The International Association for the Study of Pain (IASP) defines pain as “an unpleasant sensory and emotional experience associated with actual or potential tissue damage, or described in terms of such damage”.
When thinking about chronic pain, it is important to realize the difference between chronic pain and acute pain. Acute pain is a normal reaction to an injury that provides an early warning system that an injury has occurred. Acute pain does not last very long, as the majority of injuries will normally heal within three months.
On the other hand, chronic pain is pain that doesn’t go away after three months. Chronic pain can be intermittent – occurring on and off, the pain may vary with intensity during the day or can be completely constant. Chronic pain can result from a known cause, such as surgery or inflamed joints, or a consequence of a disease process, such as, rheumatoid arthritis. Sometimes the cause is unknown.

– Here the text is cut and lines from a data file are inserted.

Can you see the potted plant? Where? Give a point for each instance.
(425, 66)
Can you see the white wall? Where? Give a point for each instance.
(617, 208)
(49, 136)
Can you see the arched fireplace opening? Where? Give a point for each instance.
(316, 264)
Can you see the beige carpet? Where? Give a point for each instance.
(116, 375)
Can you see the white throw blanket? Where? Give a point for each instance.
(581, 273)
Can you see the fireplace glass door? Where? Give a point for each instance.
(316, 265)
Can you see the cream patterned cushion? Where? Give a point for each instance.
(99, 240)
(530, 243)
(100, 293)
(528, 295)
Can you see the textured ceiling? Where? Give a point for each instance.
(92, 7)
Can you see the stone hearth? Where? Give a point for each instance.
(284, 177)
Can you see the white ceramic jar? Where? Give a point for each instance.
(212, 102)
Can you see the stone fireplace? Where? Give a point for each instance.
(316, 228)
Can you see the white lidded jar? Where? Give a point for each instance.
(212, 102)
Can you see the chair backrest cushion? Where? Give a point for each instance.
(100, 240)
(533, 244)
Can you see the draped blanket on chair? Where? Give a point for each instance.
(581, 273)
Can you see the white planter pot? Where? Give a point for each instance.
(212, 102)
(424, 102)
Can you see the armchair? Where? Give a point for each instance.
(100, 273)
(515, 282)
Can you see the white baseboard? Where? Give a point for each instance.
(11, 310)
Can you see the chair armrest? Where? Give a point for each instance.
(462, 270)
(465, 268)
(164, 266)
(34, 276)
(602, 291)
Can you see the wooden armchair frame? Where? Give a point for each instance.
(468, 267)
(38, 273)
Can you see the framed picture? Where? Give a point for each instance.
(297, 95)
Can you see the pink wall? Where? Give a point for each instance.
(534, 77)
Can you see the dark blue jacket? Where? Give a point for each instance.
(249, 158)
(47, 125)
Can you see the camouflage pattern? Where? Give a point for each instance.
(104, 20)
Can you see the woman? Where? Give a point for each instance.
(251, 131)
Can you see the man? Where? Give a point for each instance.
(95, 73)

There are different types of chronic pain. Two of the major chronic pains are:
- Musculoskeletal Pain – Pain that affects the bones, muscles, ligaments and tendons. Musculoskeletal pain can result from various causes including sports or occupational injuries, motor vehicle collisions, repetitive strain injuries and disease processes, such as, arthritis.
- Neuropathic Pain – A complex, multi-faceted state of chronic pain that may have no obvious cause. It can involve damaged tissue, injury or malfunctioning nerve fibers or changes in brain processing. An example of neuropathic pain is phantom limb syndrome. The brain still receives signals from nerves that originally carried impulses from the now missing limb. Other types of neuropathic pain include numbness, burning, ‘pins and needles’ sensations and shooting pain.